Etre offensifs ! On l’a vu avec l’essor de géants du net comme Facebook, Amazon, Google etc. : dans l’économie numérique les premiers entrants, ceux qui qui parviennent à croitre rapidement pour dominer un marché globalisé, deviennent des acteurs incontournables, voire uniques dans leur domaine d’activité, selon le principe du Winner takes all !
Or, contrairement aux préjugés, l’agriculture et le numérique font très bon ménage : les deux tiers des agriculteurs, qui sont aussi et surtout des entrepreneurs, utilisent internet quotidiennement pour leur travail, et notamment pour consulter les services de météorologie et les cours de bourse. Les agriculteurs sont aussi accros aux réseaux sociaux que les autres catégories professionnelles.

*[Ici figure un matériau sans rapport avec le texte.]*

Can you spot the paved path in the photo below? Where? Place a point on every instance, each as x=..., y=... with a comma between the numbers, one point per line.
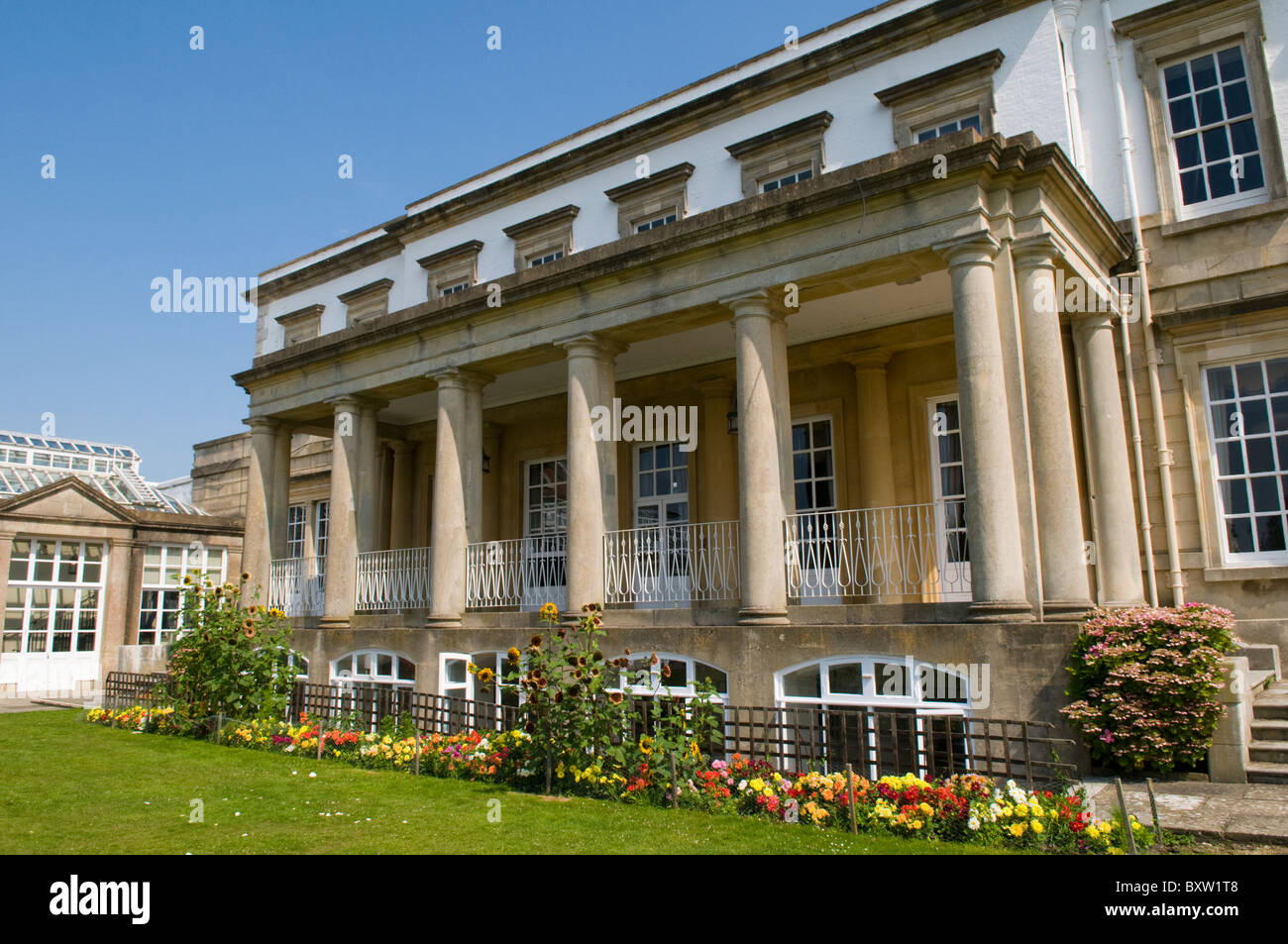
x=12, y=704
x=1243, y=813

Et l’innovation affecte l’ensemble des domaines et métiers agricoles, comme l’a montré le rapport « agriculture et innovation 2025 » qui m’a été remis récemment avec Stéphane le Foll et Thierry Mandon. La France a tous les atouts pour faire entrer l’agriculture dans la modernité, en termes de compétitivité bien sûr mais aussi de respect pour l’environnement.
En ce qui concerne la distribution de nos produits viticoles, l’enjeu est donc de se mettre rapidement à l’échelle d’un marché globalisé. Les acteurs doivent pouvoir se regrouper, afin de pouvoir investir massivement pour devenir rapidement des leaders mondiaux. Pourquoi la première marketplace viticole du monde ne serait-elle pas Française demain ? Nos vignobles ont une réputation internationale, ce sont des produits à haut potentiel dans une économie globalisée.
Au-delà de la distribution, il faut mobiliser l’ensemble de nos jeunes pousses de la French Tech pour qu’elles puissent, via leurs objets connectés et leurs réseaux de capteurs, collecter, transmettre et analyser de plus en plus de données très précises sur nos cultures viticoles. Cet enjeu des données est pour moi majeur : il est essentiel pour l’avenir de notre viticulture (et plus globalement pour l’avenir agricole de notre pays) de faire en sorte que les agriculteurs restent maitres de leurs données, et le Gouvernement appuiera les initiatives allant en ce sens.